Hilton Ratcliffe:

“Our worldview is increasingly being determined by how facts are reported. We think there are more storms now than two hundred years ago because of the increased efficiency in observing and reporting storms. We think there are worse storms now than a hundred years ago because of the awful, dramatic images saturating the large screens in our living rooms. We are appalled by the scenes of flooding in the Indian sub-continent, yet the data show that rainfall is 11% below normal.  Mass information media are playing a significantly more influential role in the formation of our opinions, not because of bias necessarily, but also because of the way information is derived and presented. We are being hypnotised by colourful pictures of war.”

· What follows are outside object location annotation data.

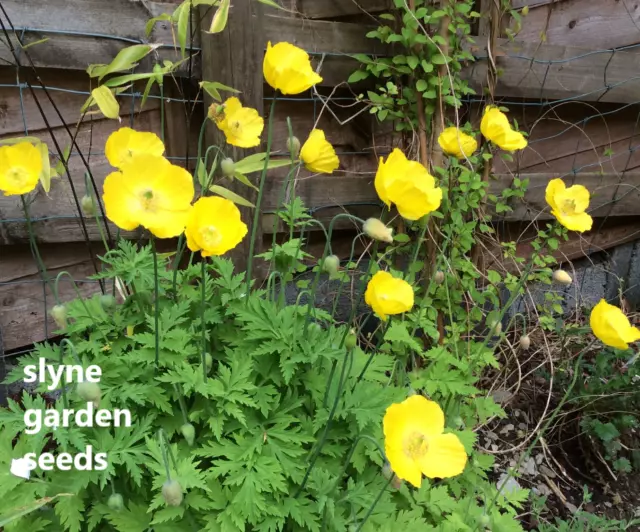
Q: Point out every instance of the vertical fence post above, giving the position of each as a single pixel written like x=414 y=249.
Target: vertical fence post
x=234 y=58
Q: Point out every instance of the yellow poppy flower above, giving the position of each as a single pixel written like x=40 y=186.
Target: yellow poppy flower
x=152 y=192
x=612 y=327
x=124 y=144
x=242 y=126
x=387 y=295
x=495 y=127
x=455 y=142
x=287 y=68
x=408 y=184
x=568 y=205
x=415 y=444
x=20 y=168
x=318 y=155
x=214 y=226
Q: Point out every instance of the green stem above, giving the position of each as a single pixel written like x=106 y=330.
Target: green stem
x=156 y=305
x=325 y=433
x=163 y=447
x=256 y=216
x=203 y=300
x=183 y=406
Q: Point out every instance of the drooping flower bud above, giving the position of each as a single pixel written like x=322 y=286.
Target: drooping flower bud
x=172 y=493
x=351 y=340
x=387 y=472
x=116 y=502
x=189 y=433
x=88 y=206
x=59 y=315
x=216 y=111
x=108 y=302
x=330 y=265
x=227 y=166
x=89 y=391
x=374 y=228
x=562 y=277
x=293 y=146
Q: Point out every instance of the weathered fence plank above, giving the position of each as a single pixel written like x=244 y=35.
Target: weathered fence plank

Although I don’t like anthropologist Scott Atran for the same reason I don’t go gaga for Richard Dawkins (militant arrogance), a comment he made during session six of the Beyond Belief symposium makes a crucial point:

“I think in science there is progress. But in ethics and politics, in history, progress is if anything fitful and it’s reversible. As Menachim Begin once said, ‘Civilisation is intermittent.’ Liberty and freedom are won and lost in alternating cycles of war and violence, and there is no evidence that it is changing one iota. And I don’t see scientists here are emotionally and intellectually equipped to deal with the facts of changing human knowledge in the context of unchanging human needs that haven’t changed much since the Pleistocene … It strikes me that if you ever want to be really serious and you want to engage the public to make it a more peaceful and compassionate world, you’ve got to get real. Be scientists. Get data, get information and facts. You can’t trust your own intuitions about how the world is.”